The Buzz, 6-21: The Wilis
Why the Dance Critics Association is a joke, and why this matters
By Paul Ben-Itzak
Copyright 2011 Paul Ben-Itzak
To understand why the Dance Critics Association is -- in my humble opinion -- a joke, you need look no further than a recent review written by its president (at least, last I heard he was; the DCA's website lists him just as a member of its board), Robert Abrams, who published it on his own website (where, full disclosure, he has also published and declined to publish work by me). This is a review that does not mention the choreographer, the librettist, or the composer. (Mr. Abrams says they are mentioned on the program for the performance, which apparently he links to.) This is a review that suggests the producers of "Giselle" might think about adding super-titles:
"But as important as challenge is, and as important as preserving the past is, we as a dance community cannot succeed only by challenging our audience. We also need to adapt to modern expectations of memory. So I ask you this question: What was the last great silent movie you saw? The answer is probably 'None.' Almost no one makes silent movies anymore. Perhaps it is time to experiment with talkies in dance? With a production like Giselle, there might be supertitles like the ones used in opera that translate the pantomime.
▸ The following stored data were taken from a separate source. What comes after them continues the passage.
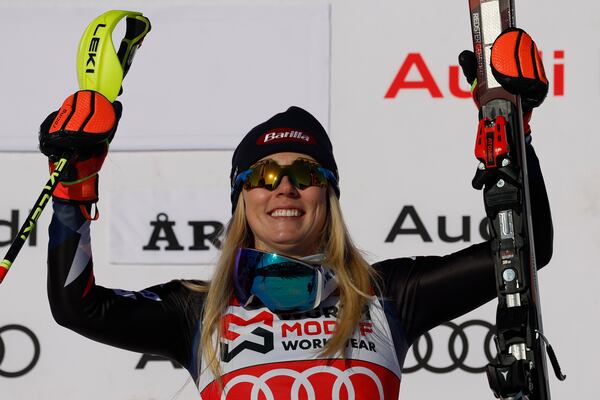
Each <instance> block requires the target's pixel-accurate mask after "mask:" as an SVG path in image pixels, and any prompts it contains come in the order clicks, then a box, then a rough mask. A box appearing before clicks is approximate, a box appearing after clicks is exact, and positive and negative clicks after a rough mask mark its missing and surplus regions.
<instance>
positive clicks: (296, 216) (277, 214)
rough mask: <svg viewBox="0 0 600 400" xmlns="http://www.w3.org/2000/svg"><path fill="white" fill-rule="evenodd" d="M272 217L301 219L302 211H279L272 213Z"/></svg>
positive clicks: (271, 215)
mask: <svg viewBox="0 0 600 400" xmlns="http://www.w3.org/2000/svg"><path fill="white" fill-rule="evenodd" d="M271 216H272V217H299V216H300V210H282V209H277V210H275V211H273V212H272V213H271Z"/></svg>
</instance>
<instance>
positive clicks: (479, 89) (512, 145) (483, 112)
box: [469, 0, 565, 400]
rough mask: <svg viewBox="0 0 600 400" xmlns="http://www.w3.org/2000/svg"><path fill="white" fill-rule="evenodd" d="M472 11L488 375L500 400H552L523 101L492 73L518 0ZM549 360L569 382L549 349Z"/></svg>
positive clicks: (505, 1) (476, 149) (497, 2)
mask: <svg viewBox="0 0 600 400" xmlns="http://www.w3.org/2000/svg"><path fill="white" fill-rule="evenodd" d="M469 10H470V19H471V31H472V36H473V49H474V52H475V55H476V58H477V82H478V95H479V100H480V103H481V114H480V118H481V120H480V122H479V127H478V132H477V142H476V149H475V153H476V157H477V158H478V159H479V160H480V164H479V167H478V170H477V173H476V175H475V178H474V180H473V186H474V187H475V188H477V189H482V188H483V198H484V203H485V209H486V213H487V216H488V218H489V222H490V228H491V237H492V256H493V258H494V264H495V271H496V289H497V294H498V308H497V317H496V329H497V332H496V346H497V350H498V354H497V356H496V358H495V360H494V361H493V362H492V363H490V364H489V365H488V367H487V371H486V372H487V376H488V380H489V383H490V387H491V389H492V391H493V392H494V395H495V396H496V397H497V398H502V399H510V400H519V399H527V400H549V399H550V389H549V385H548V371H547V366H546V351H545V349H546V346H545V344H546V345H547V344H548V343H547V340H546V338H545V337H544V334H543V327H542V314H541V308H540V298H539V291H538V282H537V267H536V261H535V252H534V251H533V249H534V238H533V229H532V223H531V204H530V195H529V185H528V175H527V158H526V152H525V134H524V132H523V115H522V108H521V99H520V98H519V96H515V95H512V94H510V93H508V92H507V91H505V90H504V89H503V88H502V87H501V86H500V84H499V83H498V82H497V81H496V79H495V78H494V76H493V75H492V72H491V68H490V54H491V47H492V44H493V43H494V41H495V39H496V38H497V37H498V35H500V33H502V32H503V31H504V30H506V29H508V28H512V27H515V7H514V0H469ZM548 355H549V357H550V361H551V362H552V366H553V367H554V371H555V373H556V376H557V377H558V378H559V379H560V380H563V379H564V378H565V377H564V375H562V373H561V372H560V368H559V367H558V363H557V362H556V357H555V356H554V352H553V351H552V348H551V347H550V346H549V345H548Z"/></svg>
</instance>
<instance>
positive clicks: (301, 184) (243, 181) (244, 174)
mask: <svg viewBox="0 0 600 400" xmlns="http://www.w3.org/2000/svg"><path fill="white" fill-rule="evenodd" d="M284 176H287V177H288V179H289V180H290V182H291V183H292V185H294V186H295V187H297V188H298V189H301V190H302V189H306V188H307V187H309V186H327V184H328V182H331V183H333V184H334V186H335V185H337V179H336V177H335V175H334V173H333V172H331V171H330V170H328V169H327V168H324V167H322V166H321V165H319V164H318V163H316V162H314V161H312V160H309V159H307V158H298V159H296V160H295V161H294V162H293V163H292V164H290V165H280V164H279V163H277V161H275V160H272V159H270V158H269V159H266V160H262V161H259V162H257V163H256V164H254V165H252V166H251V167H250V168H249V169H247V170H246V171H243V172H241V173H240V174H239V175H238V176H237V177H236V178H235V182H234V185H233V190H235V189H237V188H239V186H240V185H243V188H244V189H246V190H249V189H254V188H264V189H267V190H275V189H276V188H277V187H278V186H279V184H280V183H281V181H282V180H283V177H284Z"/></svg>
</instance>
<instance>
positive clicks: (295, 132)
mask: <svg viewBox="0 0 600 400" xmlns="http://www.w3.org/2000/svg"><path fill="white" fill-rule="evenodd" d="M283 142H299V143H306V144H314V143H315V140H314V139H313V137H312V136H311V135H310V134H308V133H306V132H302V131H299V130H296V129H292V128H277V129H273V130H270V131H269V132H267V133H265V134H263V135H261V136H260V137H259V138H258V139H257V140H256V144H258V145H262V144H273V143H283Z"/></svg>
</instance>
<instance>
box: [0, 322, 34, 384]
mask: <svg viewBox="0 0 600 400" xmlns="http://www.w3.org/2000/svg"><path fill="white" fill-rule="evenodd" d="M9 331H16V332H18V333H19V336H23V335H24V336H25V337H26V339H25V341H27V342H30V343H31V345H32V346H33V357H32V359H31V361H29V363H28V364H27V365H26V366H24V367H22V368H21V369H18V370H10V369H8V368H9V367H8V366H6V365H5V364H6V363H5V356H6V350H7V345H6V341H5V338H6V336H8V335H4V334H5V333H7V332H9ZM23 353H25V354H27V353H26V352H22V351H21V349H20V348H19V354H23ZM39 359H40V341H39V340H38V338H37V336H35V334H34V333H33V332H32V331H31V329H29V328H26V327H24V326H23V325H14V324H13V325H5V326H3V327H1V328H0V376H3V377H5V378H18V377H19V376H23V375H25V374H27V373H28V372H29V371H31V370H32V369H33V367H35V365H36V364H37V362H38V360H39Z"/></svg>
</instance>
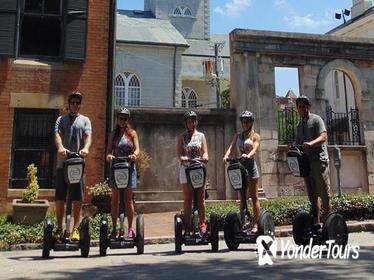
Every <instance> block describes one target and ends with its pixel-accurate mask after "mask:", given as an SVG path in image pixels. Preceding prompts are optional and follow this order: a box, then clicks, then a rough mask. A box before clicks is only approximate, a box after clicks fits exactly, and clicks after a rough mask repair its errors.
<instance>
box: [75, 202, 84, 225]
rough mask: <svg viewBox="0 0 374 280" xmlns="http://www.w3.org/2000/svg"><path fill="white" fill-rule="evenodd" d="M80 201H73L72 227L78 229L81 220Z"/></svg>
mask: <svg viewBox="0 0 374 280" xmlns="http://www.w3.org/2000/svg"><path fill="white" fill-rule="evenodd" d="M81 207H82V201H73V216H74V227H76V228H78V227H79V223H80V219H81Z"/></svg>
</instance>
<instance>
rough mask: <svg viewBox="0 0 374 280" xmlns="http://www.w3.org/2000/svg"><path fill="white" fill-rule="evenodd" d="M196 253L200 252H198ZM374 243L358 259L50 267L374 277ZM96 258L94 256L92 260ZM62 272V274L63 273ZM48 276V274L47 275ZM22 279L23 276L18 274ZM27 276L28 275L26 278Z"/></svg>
mask: <svg viewBox="0 0 374 280" xmlns="http://www.w3.org/2000/svg"><path fill="white" fill-rule="evenodd" d="M195 253H196V252H195ZM373 260H374V246H365V247H361V248H360V256H359V259H358V260H352V259H349V260H332V259H325V258H323V259H321V260H302V261H301V260H288V259H279V257H278V258H277V259H276V260H275V261H274V265H272V266H268V265H267V266H259V265H258V263H257V258H253V256H249V257H248V260H238V259H236V260H235V259H230V258H227V259H226V258H225V259H222V258H214V259H210V260H201V261H199V260H194V262H193V263H189V262H188V261H184V262H182V261H181V260H178V259H175V260H173V259H169V260H165V261H163V262H160V261H159V259H158V258H157V256H155V258H154V262H153V261H149V262H148V263H143V264H132V263H127V262H126V261H124V262H123V263H121V264H120V265H112V266H100V267H92V268H89V269H83V268H82V269H80V270H79V271H77V269H79V268H75V269H74V270H75V271H49V272H48V274H50V273H51V274H52V275H54V277H53V278H54V279H90V280H92V279H120V278H123V279H155V280H165V279H189V280H191V279H204V280H209V279H225V280H227V279H266V277H272V278H273V279H334V280H335V279H337V278H339V279H363V278H368V279H370V278H371V279H372V277H373ZM92 261H93V262H94V260H92ZM60 275H61V277H60ZM46 277H48V275H46ZM17 279H22V278H17ZM24 279H25V278H24Z"/></svg>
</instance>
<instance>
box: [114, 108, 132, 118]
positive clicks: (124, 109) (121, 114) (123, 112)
mask: <svg viewBox="0 0 374 280" xmlns="http://www.w3.org/2000/svg"><path fill="white" fill-rule="evenodd" d="M117 115H124V116H127V117H128V118H129V117H130V111H129V109H127V108H121V109H120V110H119V111H118V113H117Z"/></svg>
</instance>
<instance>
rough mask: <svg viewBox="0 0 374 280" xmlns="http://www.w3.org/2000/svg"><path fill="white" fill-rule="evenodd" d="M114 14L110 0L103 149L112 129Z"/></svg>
mask: <svg viewBox="0 0 374 280" xmlns="http://www.w3.org/2000/svg"><path fill="white" fill-rule="evenodd" d="M116 16H117V0H111V1H110V7H109V42H108V72H107V73H108V74H107V97H106V123H105V151H104V157H105V153H106V148H107V147H108V138H109V134H110V132H111V130H112V122H113V112H112V111H113V108H112V107H113V88H114V79H113V77H114V71H115V57H116ZM108 177H109V168H108V166H107V164H106V165H105V167H104V178H105V179H106V178H108Z"/></svg>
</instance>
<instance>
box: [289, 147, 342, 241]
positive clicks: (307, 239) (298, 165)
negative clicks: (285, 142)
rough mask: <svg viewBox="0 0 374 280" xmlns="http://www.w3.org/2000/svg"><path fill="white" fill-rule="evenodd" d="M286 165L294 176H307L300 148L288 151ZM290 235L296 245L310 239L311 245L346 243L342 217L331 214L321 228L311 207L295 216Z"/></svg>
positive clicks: (337, 214)
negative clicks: (308, 211) (312, 244)
mask: <svg viewBox="0 0 374 280" xmlns="http://www.w3.org/2000/svg"><path fill="white" fill-rule="evenodd" d="M287 163H288V166H289V168H290V170H291V173H292V174H293V175H294V176H296V177H307V176H309V172H310V166H309V160H308V155H307V154H306V153H304V152H303V150H302V147H301V146H299V145H298V146H292V147H291V148H290V149H289V151H288V152H287ZM309 195H312V194H309ZM292 233H293V239H294V241H295V243H296V244H297V245H308V244H309V242H310V239H311V238H313V245H323V244H325V243H326V241H328V240H334V241H335V243H334V244H335V245H342V246H345V245H347V243H348V228H347V224H346V222H345V220H344V218H343V216H342V215H340V214H339V213H335V212H332V213H330V214H329V215H328V216H327V218H326V221H325V222H324V223H323V224H322V226H321V224H319V223H317V222H316V219H315V210H314V209H313V206H311V209H310V212H309V213H308V212H306V211H300V212H298V213H297V214H296V216H295V218H294V221H293V225H292Z"/></svg>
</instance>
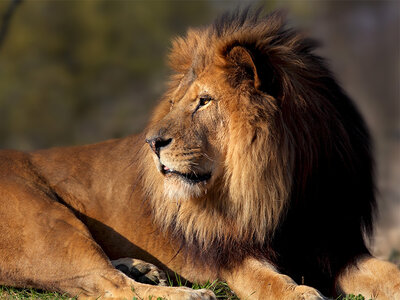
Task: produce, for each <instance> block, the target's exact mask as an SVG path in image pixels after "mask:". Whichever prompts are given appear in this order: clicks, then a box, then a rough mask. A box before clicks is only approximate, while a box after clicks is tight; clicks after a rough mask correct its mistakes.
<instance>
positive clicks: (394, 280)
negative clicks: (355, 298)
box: [336, 256, 400, 300]
mask: <svg viewBox="0 0 400 300" xmlns="http://www.w3.org/2000/svg"><path fill="white" fill-rule="evenodd" d="M336 287H337V292H338V293H339V294H356V295H357V294H362V295H364V296H365V297H366V298H368V299H369V298H372V299H377V300H392V299H400V270H399V269H398V268H397V267H396V266H395V265H394V264H392V263H389V262H386V261H382V260H379V259H376V258H373V257H371V256H364V257H360V258H359V259H358V261H356V263H355V264H354V265H349V266H348V267H347V268H346V269H345V270H344V271H343V272H342V273H341V274H340V275H339V276H338V278H337V280H336Z"/></svg>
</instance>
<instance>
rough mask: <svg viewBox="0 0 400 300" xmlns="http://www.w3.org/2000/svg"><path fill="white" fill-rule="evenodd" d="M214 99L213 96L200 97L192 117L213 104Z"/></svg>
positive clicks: (201, 96) (192, 114)
mask: <svg viewBox="0 0 400 300" xmlns="http://www.w3.org/2000/svg"><path fill="white" fill-rule="evenodd" d="M212 100H213V99H212V98H211V96H208V95H205V96H200V97H199V102H198V104H197V106H196V109H195V110H194V111H193V113H192V116H193V114H194V113H196V112H197V111H198V110H199V109H202V108H203V107H205V106H207V105H208V104H210V103H211V101H212Z"/></svg>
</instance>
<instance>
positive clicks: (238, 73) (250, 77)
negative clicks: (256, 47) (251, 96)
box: [226, 46, 261, 89]
mask: <svg viewBox="0 0 400 300" xmlns="http://www.w3.org/2000/svg"><path fill="white" fill-rule="evenodd" d="M226 58H227V60H228V61H229V62H230V64H231V67H233V70H232V71H233V72H234V75H235V81H236V82H242V81H243V80H251V81H253V84H254V87H255V88H256V89H259V88H260V87H261V80H260V77H259V75H258V72H257V67H256V64H255V62H254V59H253V57H252V56H251V54H250V52H249V51H248V50H247V49H246V48H244V47H242V46H234V47H233V48H232V49H231V50H230V51H229V52H228V54H227V56H226Z"/></svg>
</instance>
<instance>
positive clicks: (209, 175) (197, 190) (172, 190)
mask: <svg viewBox="0 0 400 300" xmlns="http://www.w3.org/2000/svg"><path fill="white" fill-rule="evenodd" d="M204 178H208V179H207V180H195V181H190V180H187V178H185V177H184V176H180V175H177V174H167V175H165V179H164V196H165V197H166V198H167V199H171V200H175V201H184V200H188V199H193V198H200V197H202V196H204V195H205V194H206V193H207V186H208V181H209V179H210V178H211V175H209V176H206V177H204Z"/></svg>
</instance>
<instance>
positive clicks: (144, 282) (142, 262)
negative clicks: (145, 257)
mask: <svg viewBox="0 0 400 300" xmlns="http://www.w3.org/2000/svg"><path fill="white" fill-rule="evenodd" d="M111 263H112V265H113V266H114V267H115V268H116V269H118V270H119V271H121V272H122V273H124V274H125V275H127V276H129V277H130V278H132V279H133V280H135V281H137V282H141V283H146V284H152V285H161V286H166V285H167V276H166V275H165V273H164V272H163V271H161V270H160V269H159V268H157V267H156V266H155V265H153V264H150V263H147V262H145V261H143V260H140V259H133V258H120V259H117V260H112V261H111Z"/></svg>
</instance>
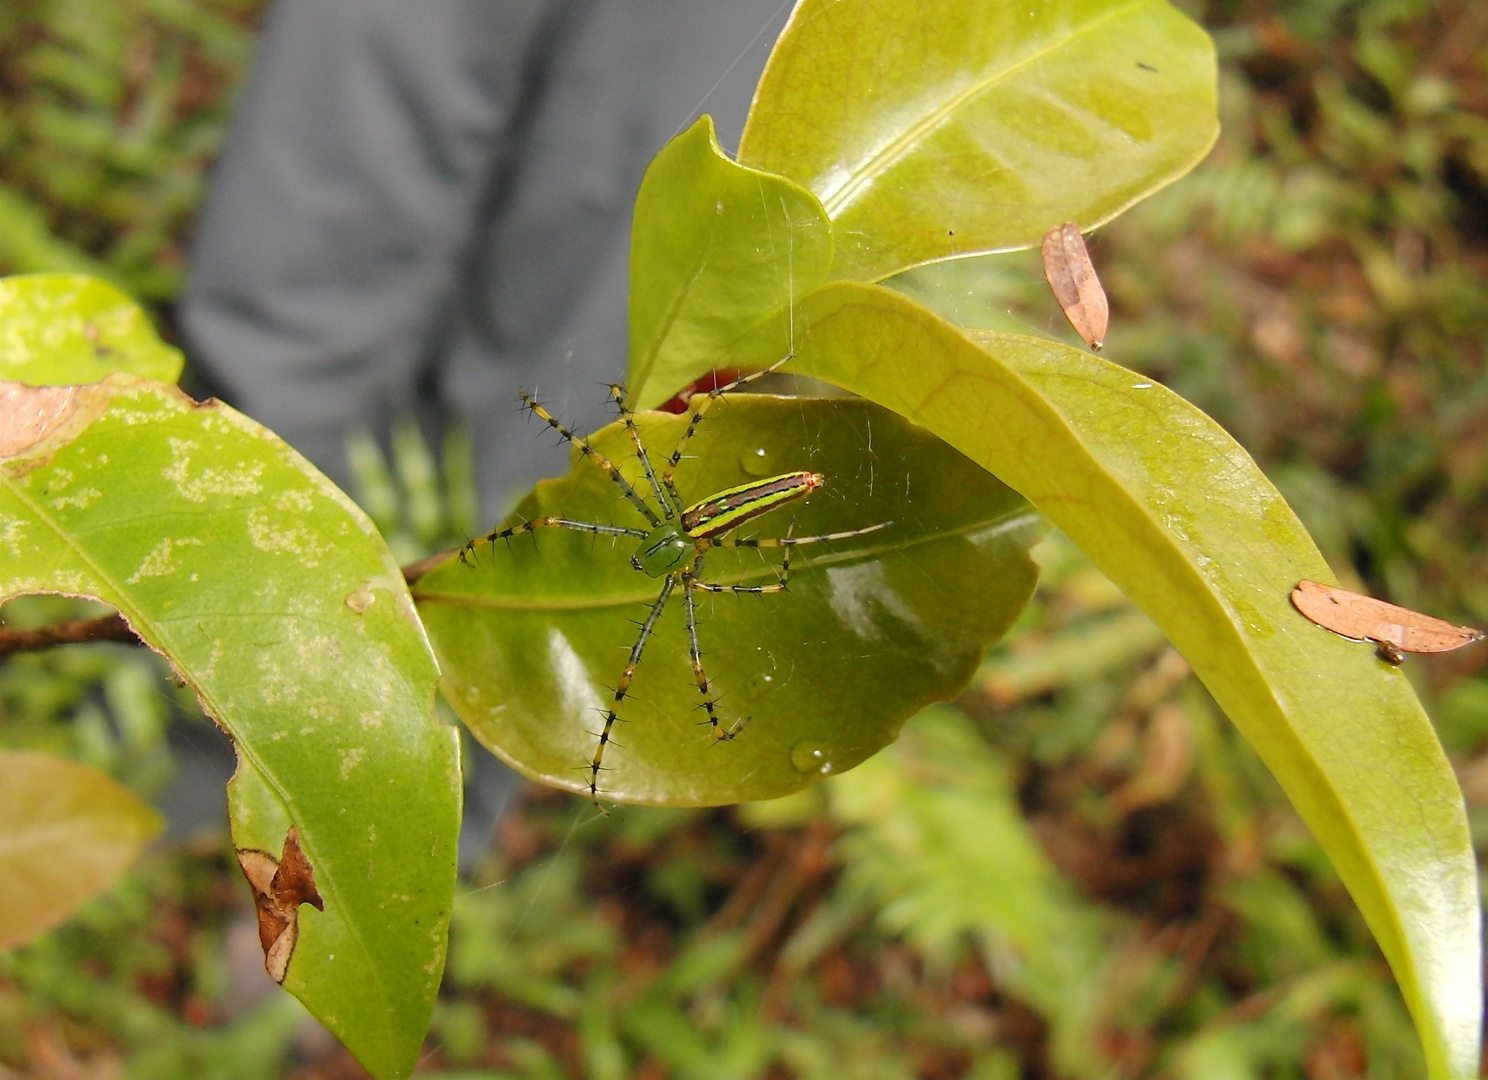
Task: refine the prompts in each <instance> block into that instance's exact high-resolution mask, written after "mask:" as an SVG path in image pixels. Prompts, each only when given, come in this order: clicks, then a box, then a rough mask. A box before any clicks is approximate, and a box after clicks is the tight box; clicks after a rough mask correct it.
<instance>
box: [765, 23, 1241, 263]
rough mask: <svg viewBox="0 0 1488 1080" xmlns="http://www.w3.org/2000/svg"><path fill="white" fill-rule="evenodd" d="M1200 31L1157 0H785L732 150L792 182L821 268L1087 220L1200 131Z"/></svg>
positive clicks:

Supertitles above the stage might be a distraction to those in the audience who don't want or need them, so an alternative would be to provide audience members who do want the text with a heads up display they can mount on their glasses."
I almost don't know where to begin here (besides, "'Metropolis.'") Except to say that, the next time a dance critic -- or a dancer -- complains about the lack of on-staff dance critics at newspapers, they might consider whether when people like Robert Johnson, Marcia Siegel -- my hero -- and Alastair Macaulay (who, despite his shortfalls, is the chief dance critic of the NY Times) -- participate in the DCA (Siegel spoke at its last conference, and Johnson and Macaulay are listed as board members) and thus acquiesce and implicitly endorse its president who makes statements like this in the guise of criticism -- oh, I left out the part where he suggests "Giselle" might be improved by adding a 'wine-tasting' version of the ballet (if the original librettist -- Theophile Gautier, btw -- had wanted to go this way, it would have been opium) -- then they have only themselves to blame when newspaper editors don't put dance criticism on a par with theater, music, and film criticism.
Oh wait: There is some actual dance criticism here:
"Giselle and Albrecht danced some very nice partnering."
"When Giselle danced with flowers, the flowers extended her wingspan in a beautiful way."
"Hilarion had some impressive high leaps."
That's some mighty fine partnerin', Gissy!
Personally, I have nothing against Mr. Abrams, whose love of dance is sincere and whose work is evidently not motivated by profit. Let him publish and propose innovative solutions to re-plotting famous ballets to his heart's content. But when the putative trade organization for dance criticism elects as its leader, or even as a board member, someone who is clearly unqualified to write professional dance criticism, it cheapens the field -- my field -- and has only itself to blame for the lack of seriousness with which dance criticism -- and, more seriously, dance -- is taken at U.S. newspapers.